В какой-то сам наступивший момент он собрался, перевалился в лодку, отекая водой с сукна, из сапог и став неимоверно тяжёлым, неповоротливым. Одежда прилегала плотнее, липче и холодела на ветерке. И он стыл, будто вода спала, а спиртовой холод остался и не спеша добирался до тела. В избушке Серёжа выпил коньяка, порадовавшись, что тогда удержался, и всё вспоминая Мотю, который переродился в глазах с его попыткой гульбы. Просушился, как мог, долго отпаивался чаем. Потом дошли до деревни, где Храбрый со свежепорванным ухом приветливо подбежал к хозяину и повилял хвостом. По дороге Серёжа согрелся даже, а когда растопил печку, взбодрился от домашних дел, но к вечеру почувствовал, что заболевает. Несмотря на тяжесть в глазах и слабость, чистил ружьё, делал всё, что делает здоровый, стараясь этим отвадить хворь. Разбирал одежду, изучал тотально-беспощадное проникновение воды: в кармане куртки спички, ссохшиеся мокрым пластом, корка какой-то сложенной вчетверо бумаги с синими строчками.
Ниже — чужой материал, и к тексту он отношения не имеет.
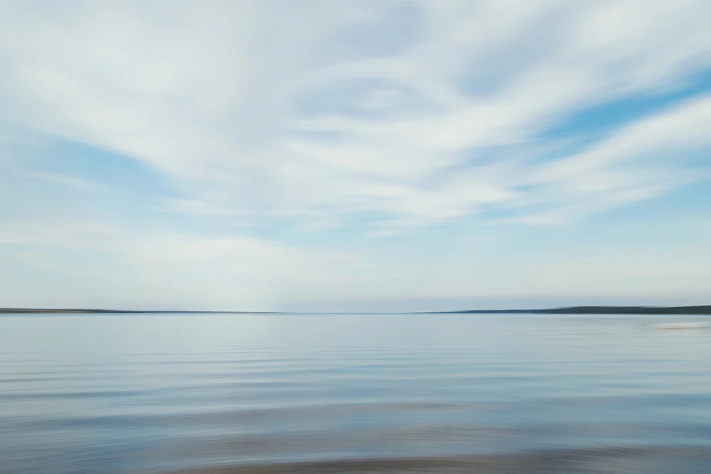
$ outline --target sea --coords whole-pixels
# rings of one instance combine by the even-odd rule
[[[3,315],[0,473],[711,473],[703,321]]]

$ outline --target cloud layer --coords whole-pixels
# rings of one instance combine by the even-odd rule
[[[710,16],[704,0],[0,1],[0,187],[18,203],[0,239],[106,237],[144,280],[127,293],[161,301],[378,293],[376,274],[407,279],[289,232],[560,224],[707,179]],[[142,191],[43,170],[60,141],[140,163],[173,187],[151,212],[209,229],[107,217],[92,200]],[[250,226],[283,232],[234,231]]]

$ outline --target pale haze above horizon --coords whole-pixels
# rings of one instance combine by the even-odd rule
[[[0,307],[711,303],[707,0],[0,0]]]

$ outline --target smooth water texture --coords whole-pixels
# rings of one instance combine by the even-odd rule
[[[2,316],[0,472],[705,448],[711,330],[651,327],[682,320]]]

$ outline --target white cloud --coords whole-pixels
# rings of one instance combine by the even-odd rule
[[[2,8],[4,89],[19,123],[141,160],[225,215],[308,220],[327,208],[331,217],[426,223],[476,213],[482,201],[510,205],[519,175],[537,166],[482,182],[476,161],[486,151],[535,144],[582,107],[654,93],[711,65],[702,1]],[[320,112],[299,112],[341,86]],[[349,104],[354,87],[370,92]],[[341,110],[329,110],[334,104]],[[702,119],[688,125],[702,128]],[[338,134],[324,141],[317,130]],[[653,139],[670,156],[689,144]],[[471,181],[447,173],[469,160]],[[462,192],[467,185],[478,190]]]
[[[587,107],[683,89],[711,67],[710,15],[705,0],[0,0],[0,160],[11,165],[0,243],[95,252],[84,268],[45,250],[14,258],[85,270],[94,277],[75,287],[122,288],[132,296],[117,301],[137,305],[520,293],[549,269],[573,281],[574,265],[523,269],[516,286],[476,259],[422,269],[245,230],[355,223],[397,239],[472,216],[566,222],[706,178],[692,158],[711,148],[707,95],[594,136],[542,134]],[[173,180],[184,195],[147,205],[156,220],[220,231],[122,220],[101,185],[23,167],[33,144],[57,138]]]

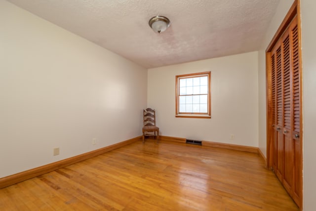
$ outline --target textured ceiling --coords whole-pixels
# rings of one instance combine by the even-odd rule
[[[8,0],[144,67],[257,50],[279,0]],[[161,34],[153,16],[171,22]]]

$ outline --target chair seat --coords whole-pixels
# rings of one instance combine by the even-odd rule
[[[157,130],[158,129],[159,127],[157,126],[144,126],[143,127],[143,130]]]

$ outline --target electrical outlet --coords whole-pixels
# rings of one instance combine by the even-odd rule
[[[53,155],[55,156],[55,155],[59,155],[59,147],[54,148]]]
[[[92,145],[95,145],[97,144],[97,139],[96,138],[92,138]]]

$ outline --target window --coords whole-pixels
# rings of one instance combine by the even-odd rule
[[[176,76],[176,117],[211,118],[211,72]]]

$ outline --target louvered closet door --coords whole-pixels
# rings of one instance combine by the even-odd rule
[[[282,133],[283,123],[283,72],[282,71],[282,50],[280,43],[275,47],[273,53],[275,56],[274,65],[275,68],[275,121],[274,126],[275,149],[274,154],[276,165],[274,169],[276,176],[280,181],[283,179],[284,171],[284,138]]]
[[[296,17],[271,54],[272,168],[285,188],[300,204],[302,155],[301,90]]]
[[[301,169],[301,90],[299,65],[299,53],[297,21],[294,18],[289,27],[291,38],[291,52],[292,65],[291,89],[291,134],[290,139],[292,143],[293,158],[293,184],[292,185],[292,197],[294,201],[299,204],[301,200],[302,172]]]
[[[272,141],[272,146],[274,149],[273,150],[273,159],[272,159],[272,168],[276,171],[277,166],[277,139],[276,138],[276,52],[273,51],[271,53],[271,104],[272,104],[272,134],[271,134]]]
[[[292,192],[293,181],[293,169],[294,155],[293,142],[291,138],[291,81],[292,67],[290,45],[290,34],[288,29],[282,38],[282,56],[283,75],[283,128],[280,132],[284,140],[284,173],[283,183],[289,193]]]

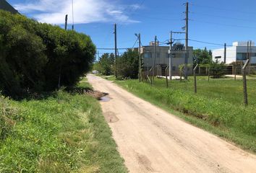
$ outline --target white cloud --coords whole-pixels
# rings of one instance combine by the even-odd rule
[[[72,21],[72,0],[31,1],[14,6],[22,13],[33,14],[33,17],[41,22],[63,24],[66,14],[69,15],[69,23]],[[127,8],[135,10],[140,6],[137,4],[127,6],[113,0],[74,0],[74,23],[140,22],[125,14]]]

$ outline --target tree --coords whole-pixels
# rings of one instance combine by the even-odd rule
[[[103,75],[113,74],[114,55],[113,53],[104,53],[100,58],[98,64],[97,64],[99,71]]]
[[[137,79],[139,73],[139,53],[128,49],[117,58],[116,71],[122,78]]]
[[[95,46],[90,37],[0,10],[0,89],[5,95],[71,86],[88,72]]]
[[[212,61],[210,63],[210,71],[213,78],[221,78],[225,74],[225,65],[223,62],[219,63],[218,61]]]

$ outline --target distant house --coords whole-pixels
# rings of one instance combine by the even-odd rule
[[[142,46],[141,53],[143,55],[145,70],[150,69],[154,63],[154,45],[155,42],[150,42],[150,45]],[[156,43],[155,67],[157,68],[156,75],[165,76],[165,68],[169,65],[169,47],[160,46],[159,43]],[[193,48],[188,47],[188,63],[193,63]],[[183,44],[176,43],[172,48],[172,75],[179,75],[179,65],[184,64],[185,61],[185,48]],[[192,72],[192,68],[188,68],[188,74]]]
[[[256,64],[256,46],[252,43],[251,64]],[[233,46],[226,48],[226,63],[245,61],[247,59],[247,42],[234,42]],[[213,60],[224,62],[224,48],[213,50]]]
[[[0,9],[8,11],[13,14],[19,14],[18,11],[5,0],[0,0]]]

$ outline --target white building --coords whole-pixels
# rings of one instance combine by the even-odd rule
[[[226,48],[226,63],[231,63],[236,61],[247,60],[247,42],[234,42],[233,46]],[[251,63],[256,64],[256,46],[252,42]],[[213,50],[213,60],[224,62],[224,48]]]

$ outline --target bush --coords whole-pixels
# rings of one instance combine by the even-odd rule
[[[223,63],[219,63],[218,61],[212,62],[210,64],[210,71],[213,74],[214,79],[221,78],[225,74],[225,65]]]
[[[88,72],[90,37],[0,11],[0,89],[13,97],[73,86]]]

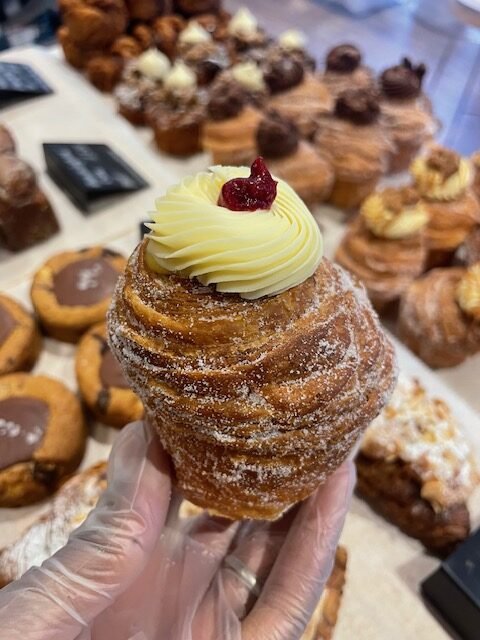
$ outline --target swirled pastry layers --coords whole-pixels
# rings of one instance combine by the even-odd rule
[[[255,301],[152,272],[144,241],[109,312],[113,351],[195,504],[277,518],[345,460],[388,399],[393,348],[327,260]]]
Першение в горле навязалось ночью. В полусне пытался откашливаться, драл горло будто стружком, каким скоблят ветку. Какая-то донная забота давила, казалась важнейшей, и он просыпался, не понимая, что гнетёт, и всё стремился туда обратно, где его ждут, будто там ещё кто-то, и надо решить что-то важное, и потом, когда отекала сонная пропитка, всплывал, разоблачив свой долг, и оставался стыть с першащим горлом… А утром и глаза, и нос, и горло залились, склеились… Он выходил на улицу, старался продрать пробки ветром, остудить тяжелеющую голову.
Очень огорчило Серёжу, что и на дворе расквасилось, что снег согнало уже во второй раз, подтверждая, что год от года климат портился. Наружная склизь казалась продолжением собственной, и природа текла, хлюпала, плавилась и слабела, и тёплый ветер не охлаждал и не прочищал. К вечеру второго дня попёр жар.
Как сквозь туман пришли Валентина Игнатьевна с Лидией Сергеевной. Серёжа, лежавший под покрывалом в рубахе и спортивных штанах, привстал на локтях на кровати.
– Лежите-лежите! Вот мёд вам… – заговорила заботливо Валентина Игнатьевна. – Ну что же вы так… неосторожно? – И покачала головой.
– Сергей Иванович, вот вам носки тёплые, – сказала Лидия Сергеевна с улыбкой и сморгнула некрашеными ресничками.
Разговорились. Валентина Игнатьевна дала понять, что не афиширует подробности Серёжиного приключения, подразумевая, что тому не хочется, чтобы обсуждали его неопытность. Серёжа возразил, что, наоборот, надо говорить, что мальчишка – герой. И что на уроке скажет обязательно. И что для него это опыт огромный: вчера ты помог, а завтра самого как щенка выудили…
Валентина Игнатьевна с участием дала понять, что помнит о Серёжиной просьбе-заботе:
– С Антониной пока под вопросом. Ждём ответа по единице. А Константину предложила труд повести. Михаил Матвеич уехал на операцию, долго не будет. Отказался Константин… говорит, работы по дому много. А мне кажется, что напрасно, всё-таки двое детей. И вот вы меня не поймёте, а я вам скажу: если б Антонина была в коллективе, она бы его… доконтропупила.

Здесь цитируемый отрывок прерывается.